棺材里空間封閉狹窄,鐘聲一下子放大了,震得他耳朵嗡嗡做響。
肖千動有些受不了,要儘快拿到戒指拍幾張照片然後鑽出來,這麼呆在裡面等鐘聲響完,耳朵只怕要聾了。
他手腳並用往前鑽,奇怪了,棺材雖大,照理說四五步也該爬到了啊,可肖千動爬了十幾步,好象還沒到頭。
「怎麼回事?」肖千動心中奇怪。
稍一凝神,他立刻覺出不對,這棺材裡面,居然有靈氣,好象封著個靈境。
「哈。」
這到是有趣了,肖千動一下子樂了。
往前一爬,順手拿了戒指,同時往前一鑽,身子頓時出了棺材,立身之處,是一個山頂。
這時候,冷曉月也得到消息,撥響了手機,可惜,肖千動聽不到了。
肖千動站在山頂上,月光之下,遠山隱隱,這靈境不是很大,但應該也有幾百年了。
山頂是一塊整的石坪,方圓大約有百多米的樣子,三面空空,下面都是陡峭的高崖。
另一面有一座小小的神廟,神廟沒有門,一眼可以看清裡面的東西。
一個香案,香案上一個香爐,都是石雕的,香案上方,有一個小小的神龕,供著一張人臉,好象是個面具。

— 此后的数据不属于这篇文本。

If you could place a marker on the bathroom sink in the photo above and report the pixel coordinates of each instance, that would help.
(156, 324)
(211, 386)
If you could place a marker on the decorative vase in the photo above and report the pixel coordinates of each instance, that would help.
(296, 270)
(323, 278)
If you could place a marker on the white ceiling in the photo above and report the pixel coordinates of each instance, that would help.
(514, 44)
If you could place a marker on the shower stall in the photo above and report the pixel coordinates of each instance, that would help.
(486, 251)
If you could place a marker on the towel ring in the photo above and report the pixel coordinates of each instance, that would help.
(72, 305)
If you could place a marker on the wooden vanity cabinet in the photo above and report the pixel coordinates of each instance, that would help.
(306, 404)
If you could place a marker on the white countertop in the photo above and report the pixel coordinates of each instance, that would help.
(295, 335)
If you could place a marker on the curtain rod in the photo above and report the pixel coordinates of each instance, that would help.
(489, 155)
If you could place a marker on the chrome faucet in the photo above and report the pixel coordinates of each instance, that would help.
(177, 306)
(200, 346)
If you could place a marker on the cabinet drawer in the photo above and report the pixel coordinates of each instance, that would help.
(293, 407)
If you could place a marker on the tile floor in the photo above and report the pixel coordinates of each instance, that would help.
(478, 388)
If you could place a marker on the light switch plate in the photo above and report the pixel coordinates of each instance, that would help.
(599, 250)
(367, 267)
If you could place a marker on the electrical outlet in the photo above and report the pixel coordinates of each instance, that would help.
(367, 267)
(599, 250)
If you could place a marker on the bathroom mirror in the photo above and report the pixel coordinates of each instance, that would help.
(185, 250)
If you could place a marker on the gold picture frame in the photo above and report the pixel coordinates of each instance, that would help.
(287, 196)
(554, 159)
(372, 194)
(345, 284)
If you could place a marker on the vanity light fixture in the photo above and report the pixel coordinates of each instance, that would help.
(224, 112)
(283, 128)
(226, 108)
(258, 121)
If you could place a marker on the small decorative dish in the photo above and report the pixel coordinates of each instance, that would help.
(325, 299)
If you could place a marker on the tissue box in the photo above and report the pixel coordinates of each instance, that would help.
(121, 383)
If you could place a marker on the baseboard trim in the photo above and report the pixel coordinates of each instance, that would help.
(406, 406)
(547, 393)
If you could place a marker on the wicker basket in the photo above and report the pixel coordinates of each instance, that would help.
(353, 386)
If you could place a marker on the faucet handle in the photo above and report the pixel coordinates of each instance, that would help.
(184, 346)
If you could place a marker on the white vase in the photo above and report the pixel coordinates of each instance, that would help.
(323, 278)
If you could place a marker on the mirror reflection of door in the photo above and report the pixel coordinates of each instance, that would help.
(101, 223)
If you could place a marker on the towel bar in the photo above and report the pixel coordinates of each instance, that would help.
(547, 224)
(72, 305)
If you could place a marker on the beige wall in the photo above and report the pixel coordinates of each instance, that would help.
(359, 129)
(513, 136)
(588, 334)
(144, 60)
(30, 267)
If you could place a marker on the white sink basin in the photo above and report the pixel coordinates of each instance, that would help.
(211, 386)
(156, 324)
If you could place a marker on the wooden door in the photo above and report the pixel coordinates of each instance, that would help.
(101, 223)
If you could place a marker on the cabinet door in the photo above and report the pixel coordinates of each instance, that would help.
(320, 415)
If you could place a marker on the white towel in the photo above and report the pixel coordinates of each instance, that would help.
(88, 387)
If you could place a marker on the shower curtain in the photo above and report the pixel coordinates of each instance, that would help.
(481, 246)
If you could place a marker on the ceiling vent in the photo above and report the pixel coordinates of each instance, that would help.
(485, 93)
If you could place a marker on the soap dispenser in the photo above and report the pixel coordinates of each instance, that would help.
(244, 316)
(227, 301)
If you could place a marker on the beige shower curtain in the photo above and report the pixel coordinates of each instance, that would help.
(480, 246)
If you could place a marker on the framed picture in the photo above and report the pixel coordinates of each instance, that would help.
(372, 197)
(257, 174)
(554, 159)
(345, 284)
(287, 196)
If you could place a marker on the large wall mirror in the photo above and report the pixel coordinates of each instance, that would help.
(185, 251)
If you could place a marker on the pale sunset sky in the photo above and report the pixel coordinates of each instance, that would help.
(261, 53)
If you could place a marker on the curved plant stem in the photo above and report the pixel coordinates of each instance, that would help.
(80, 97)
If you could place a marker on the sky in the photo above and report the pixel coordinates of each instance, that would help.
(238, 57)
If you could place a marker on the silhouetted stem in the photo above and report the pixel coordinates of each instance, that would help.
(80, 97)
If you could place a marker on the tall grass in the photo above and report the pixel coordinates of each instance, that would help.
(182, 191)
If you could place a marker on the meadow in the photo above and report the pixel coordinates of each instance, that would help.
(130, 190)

神廟裡不供神像供面具,很奇怪的供奉,肖千動細看那張面具。
面具是一張年輕男子的臉,面上的線條如刀削斧劈,三分英俊,七分剛毅。
雖然只是一張面具,卻給人一種不敢逼視的感覺,虧得面具的兩眼是兩個空眶,要是畫上眼睛,一般人只怕真的不敢和這面具對視。
「這誰啊,很威風的樣子。」
肖千動能感應到面具上有靈力,而且較強,不過他也不在意,伸手把面具拿在了手裡。
這面具不知是用什麼材料塑成的,硬中帶軟,肖千動折了一下,可以輕易的摺疊,但鬆手又會彈開,面具兩耳處系著一根小皮筋,肖千動心中突然生出一個想法:「戴上試試。」
這個念頭一起,便再難抑制,也沒什麼怕的,戴就戴吧,戴到臉上,小皮筋箍在腦後,轉頭往神廟外的遠山看去。
他眼前突然出現詭異的情景,本來看到的應該是點點遠山,,但現在他看到的,卻是一個廣闊的原野。
原野的中間,兀立著一座古城,城牆已缺,望去儘是斷垣殘壁。
城上城下,到處都是死人,斷頭殘肢,無處不在。
城門口,一枝長槍上穿著一個土兵,槍頭從他背心上直透出來,血還沒有干透,還帶著一種刺目的腥紅。
這土兵早已死去,卻並沒有倒下,人和槍互相支撐,就這麼立著。
這時肖千動看到了這土兵的手,這土兵右手還握著刀,刀尖垂下,手卻死握著不肯鬆開。
刀身上染了一層厚厚的血漿,刀刃的中斷崩了一個缺口,象一張呲著牙齒的嘴。
而他的左手竟然提著一個人頭,身首分離的人頭卻是死不瞑目,兩眼大張著-——。
這竟是一個古戰場,一個死傷累累的古戰場。
先看到城牆,肖千動還沒當回事,再看到那麼多的死人,尤其當那個死後仍給長槍撐立著的的土兵出現在眼中,可就嚇了一跳,急忙下意識的伸手去取那個面具。
手剛要挨到面具,眼前紅光一閃,一道寒流從面具上穿入他體內,貫腦而下,飛快的蔓延到四肢百骸。
隨著寒流的穿入,他整個身子都失去了控制,頭腦很清醒,人卻處於麻痹狀態。
他能清醒的感覺到寒流不斷的湧入,也知道寒流來自面具,偏偏就無法動彈。